A repository containing the camera calibration API

Repository Overview:

camera_calibration.py:contains an API which tries to minic the MATLAB's camera calibration app functionality. This API is a thin wrapper around the opencv's camera calibration functionalities.

examples: A directory containing various examples

Camera_Calibration_API:

Introduction:

The Camera Calibration API is a wrapper around the opencv's camera calibration functionalities. This tries to mimic the MATLAB camera calibration app's functionality in python. The API supports all the 3 calibration patterns supported by opencv namely: Chessboards, Asymmetric circular grids and Symmetric circular grids. The API by default runs on 4 threads for speedup.

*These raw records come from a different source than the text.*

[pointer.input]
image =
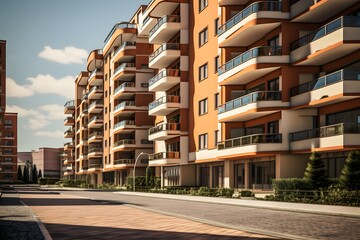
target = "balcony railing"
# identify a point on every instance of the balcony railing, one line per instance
(164, 99)
(164, 155)
(345, 21)
(165, 127)
(122, 47)
(164, 73)
(124, 141)
(338, 76)
(119, 26)
(124, 161)
(250, 139)
(124, 104)
(246, 56)
(326, 131)
(164, 19)
(124, 85)
(253, 8)
(122, 67)
(164, 47)
(249, 98)
(123, 123)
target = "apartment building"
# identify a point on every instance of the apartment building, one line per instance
(243, 91)
(8, 127)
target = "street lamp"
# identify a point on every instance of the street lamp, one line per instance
(142, 153)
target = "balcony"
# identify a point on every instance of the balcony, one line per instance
(330, 42)
(96, 122)
(96, 107)
(250, 106)
(165, 29)
(95, 60)
(317, 11)
(327, 138)
(164, 105)
(251, 145)
(123, 144)
(164, 80)
(164, 55)
(335, 87)
(125, 126)
(124, 72)
(96, 137)
(125, 53)
(249, 65)
(121, 32)
(95, 92)
(164, 131)
(251, 24)
(69, 121)
(69, 107)
(69, 133)
(124, 90)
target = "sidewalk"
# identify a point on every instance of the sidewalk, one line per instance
(283, 206)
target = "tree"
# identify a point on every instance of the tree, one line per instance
(19, 173)
(26, 174)
(34, 174)
(315, 173)
(350, 174)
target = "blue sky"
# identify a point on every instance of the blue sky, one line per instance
(47, 46)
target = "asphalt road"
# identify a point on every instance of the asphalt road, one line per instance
(277, 223)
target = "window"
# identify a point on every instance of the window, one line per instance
(202, 4)
(203, 106)
(203, 72)
(203, 37)
(216, 100)
(217, 65)
(203, 141)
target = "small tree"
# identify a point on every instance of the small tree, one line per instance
(350, 174)
(26, 174)
(315, 173)
(19, 173)
(34, 174)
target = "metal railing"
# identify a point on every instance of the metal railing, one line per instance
(164, 73)
(250, 139)
(164, 19)
(164, 155)
(250, 98)
(338, 76)
(164, 47)
(165, 127)
(164, 99)
(345, 21)
(253, 8)
(326, 131)
(246, 56)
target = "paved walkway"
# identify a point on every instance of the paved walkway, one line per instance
(72, 217)
(285, 206)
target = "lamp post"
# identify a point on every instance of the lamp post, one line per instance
(142, 153)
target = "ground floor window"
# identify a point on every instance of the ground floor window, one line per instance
(261, 174)
(172, 176)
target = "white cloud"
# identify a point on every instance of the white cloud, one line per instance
(68, 55)
(48, 84)
(51, 134)
(15, 90)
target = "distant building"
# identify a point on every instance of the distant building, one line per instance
(8, 127)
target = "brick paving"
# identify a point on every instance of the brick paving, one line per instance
(71, 217)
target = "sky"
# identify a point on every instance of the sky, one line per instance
(48, 42)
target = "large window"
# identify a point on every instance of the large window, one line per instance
(203, 140)
(203, 37)
(203, 72)
(203, 106)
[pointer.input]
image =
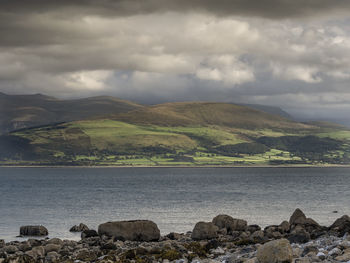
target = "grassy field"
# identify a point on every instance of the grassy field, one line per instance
(179, 134)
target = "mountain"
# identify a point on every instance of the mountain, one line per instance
(206, 114)
(269, 109)
(23, 111)
(183, 133)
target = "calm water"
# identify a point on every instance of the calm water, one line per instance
(174, 198)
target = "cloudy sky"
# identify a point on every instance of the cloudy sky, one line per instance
(293, 54)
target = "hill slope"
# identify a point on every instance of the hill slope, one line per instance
(208, 113)
(23, 111)
(197, 133)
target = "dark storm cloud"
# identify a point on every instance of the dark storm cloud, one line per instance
(274, 9)
(278, 52)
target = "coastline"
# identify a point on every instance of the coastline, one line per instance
(224, 239)
(180, 166)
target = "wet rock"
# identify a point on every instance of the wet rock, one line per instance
(24, 246)
(33, 231)
(89, 233)
(298, 217)
(55, 241)
(343, 258)
(10, 249)
(52, 247)
(52, 257)
(204, 230)
(253, 228)
(79, 228)
(341, 225)
(231, 224)
(86, 255)
(299, 235)
(175, 236)
(258, 236)
(137, 230)
(302, 260)
(284, 227)
(277, 251)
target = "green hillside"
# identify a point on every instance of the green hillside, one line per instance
(179, 134)
(25, 111)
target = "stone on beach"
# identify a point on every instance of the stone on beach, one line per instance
(230, 223)
(135, 230)
(341, 225)
(277, 251)
(79, 228)
(204, 230)
(33, 231)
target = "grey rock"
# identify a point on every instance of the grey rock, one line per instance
(33, 231)
(79, 228)
(136, 230)
(89, 233)
(10, 249)
(277, 251)
(230, 223)
(204, 230)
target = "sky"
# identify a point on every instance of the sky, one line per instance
(291, 54)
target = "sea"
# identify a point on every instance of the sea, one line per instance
(174, 198)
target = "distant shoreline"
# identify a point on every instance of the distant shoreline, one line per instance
(177, 166)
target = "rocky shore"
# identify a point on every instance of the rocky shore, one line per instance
(225, 239)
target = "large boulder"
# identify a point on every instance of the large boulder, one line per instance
(136, 230)
(299, 235)
(204, 230)
(33, 231)
(230, 223)
(277, 251)
(341, 225)
(298, 218)
(79, 228)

The speed-up may not be marginal in the case of chessboard calibration because in most cases the bottle neck will be a single chessboard image (run on a single core) which the algorithm takes time to detect.

Dependencies:

  • works in both python-3 and python-2
  • opencv (Tested in version 3.3.0)
  • numpy
  • matplotlib
  • pickle
  • argparse
  • glob
  • pickle
  • multiprocessing
  • os
  • pandas

Example:

Examples to use the Camera_Calibration_API() for calibration using chessboard, symmetric circular grids and asymmetric circular grids can be found in the example_notebooks folder

Features:

  • Supports all the 3 calibration patterns supported by opencv : Chessboards, Asymmetric circular grids and Symmetric circular grids.
  • Additionally a custom calibration pattern can also be implemented. (Look at the next section for how to calibrate using custom pattern.)
  • Visualizes the Reprojection error plot
  • Ability to Recalibrate the camera by neglecting the images with very high reprojection errors.
  • Camera centric and Pattern centric views can be visualized using the visualize_calibration_boards method after calibration.
  • Blob detection parameters for detecting asymmetric and symmetric circular grids can be accessed and modified via the Camera_Calibration_API's object prior to calling the calibrate_camera method
  • Also has terminal support with minimal control on the variables. Use it as an importable module for better control over the variables
  • Can also be easily extended to support other unimplemented calibration patterns

Using custom calibration board with the Camera_Calibration_API.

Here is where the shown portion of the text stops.